Visite à Samdo en 2012
Catherine Joriot, présidente de l'association Népalaise SamdoAvenir, est allée à Samdo au printemps 2012.
Voici le récit de son séjour qui permet de mieux connaître la vie dans ce petit village de culture tibétaine, isolé dans les hautes montagnes de l'Himalaya, derrière le Manaslu.
Bilan de deux semaines à Samdo
Ces deux semaines là-haut furent pleine d'émotion, de joie...de colère parfois en tout cas bien remplies. Comme toujours les habitants m'ont touché par leur implication dans les projets, par leur participation totale et leur refus d'attendre de l'aide en se croisant les mains. Leur grande dignité et leur amitié me touchent beaucoup.
La fierté aussi des parents lorsque j'ai montré les photos de leurs enfants à la Namgyal school de Kathmandu, leur émotion lorsqu'ils ont reçu lettres et dessins que m'avaient confié leurs enfants, sont aussi des moments qui me font oublier les heures passées dans les comptes, les factures et autres désagréments liés à la gestion de Samdo Bavishya.
Ils ont aussi aimé voir les photos des membres de Samdo Avenir en réunion, sur les stands, en ballade. Ils commencent à mieux comprendre combien nous sommes nombreux et actifs derrière tous ces projets.
Maintenant qu'il y a un ordinateur à l'école nous pourrons faire un petit film de la prochaine AG pour leur passer là-haut.
Le départ fut comme toujours émouvant. En trois jours et un col à 5000m je me retrouve dans la fournaise d'avant mousson à Kathmandu, le bruit des klaxons et la poussière. Un autre monde.
Les habitants de Samdo vous remercient tous pour vos actions au sein de Samdo Avenir et ont une pensée spéciale pour Georges et sa famille qui vivent des moments très difficiles depuis trois mois. Une cérémonie spéciale a été faite hier 16 Juin, par le lama Urgyen pour la guérison de Georges. Karsang rapporte des talismans bouddhistes qu'elle remettra elle-même à Georges dans une semaine.
Catherine Joriot
Récit du séjour
Pour monter à Samdo j'ai trois choix :
- monter à pied depuis Arughat en une semaine (le chemin des trekkeurs qui font le tour du Manaslu)

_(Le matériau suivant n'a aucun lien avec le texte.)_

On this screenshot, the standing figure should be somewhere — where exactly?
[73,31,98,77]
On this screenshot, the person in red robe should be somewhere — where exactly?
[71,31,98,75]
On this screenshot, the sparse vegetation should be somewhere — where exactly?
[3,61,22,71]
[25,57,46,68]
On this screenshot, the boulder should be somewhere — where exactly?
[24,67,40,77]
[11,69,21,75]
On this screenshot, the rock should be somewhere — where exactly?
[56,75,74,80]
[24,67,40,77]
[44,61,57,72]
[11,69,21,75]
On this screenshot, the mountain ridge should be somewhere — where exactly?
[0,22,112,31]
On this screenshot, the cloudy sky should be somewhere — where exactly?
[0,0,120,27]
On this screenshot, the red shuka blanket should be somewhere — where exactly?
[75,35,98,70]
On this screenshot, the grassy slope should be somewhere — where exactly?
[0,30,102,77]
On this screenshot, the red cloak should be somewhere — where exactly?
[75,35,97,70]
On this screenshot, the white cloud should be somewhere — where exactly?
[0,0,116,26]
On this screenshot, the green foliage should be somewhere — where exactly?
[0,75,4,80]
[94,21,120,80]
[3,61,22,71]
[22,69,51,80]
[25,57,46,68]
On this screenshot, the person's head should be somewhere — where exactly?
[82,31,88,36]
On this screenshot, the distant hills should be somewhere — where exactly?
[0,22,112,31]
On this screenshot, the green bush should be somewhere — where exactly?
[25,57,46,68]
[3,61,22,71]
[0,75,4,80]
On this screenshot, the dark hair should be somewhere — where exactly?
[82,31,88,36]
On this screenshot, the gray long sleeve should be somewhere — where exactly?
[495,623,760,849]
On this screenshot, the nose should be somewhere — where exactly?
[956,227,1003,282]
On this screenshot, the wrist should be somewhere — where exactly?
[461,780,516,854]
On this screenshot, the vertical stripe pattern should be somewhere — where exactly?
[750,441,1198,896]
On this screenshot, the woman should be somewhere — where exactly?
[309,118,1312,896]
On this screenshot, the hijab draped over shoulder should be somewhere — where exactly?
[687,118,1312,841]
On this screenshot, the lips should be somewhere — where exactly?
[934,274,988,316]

- monter par le col de Larkya 5000m en 5 jours (le passage habituel des habitants de Samdo, mais la montée est très raide)
- profiter des nombreux hélicos qui montent pour ramener les alpinistes de retour du Manaslu en cette saison.
J'ai à nouveau choisi la première solution car je crains de souffrir du mal d'altitude en montant si vite par le col et je n'ai pas vraiment confiance dans les hélicos depuis quelques temps.
C'est donc après 2h de voiture, 3h de bus sur une piste accidentée, 2h de jeep et 5jours et demi de marche que j'atteins Samdo.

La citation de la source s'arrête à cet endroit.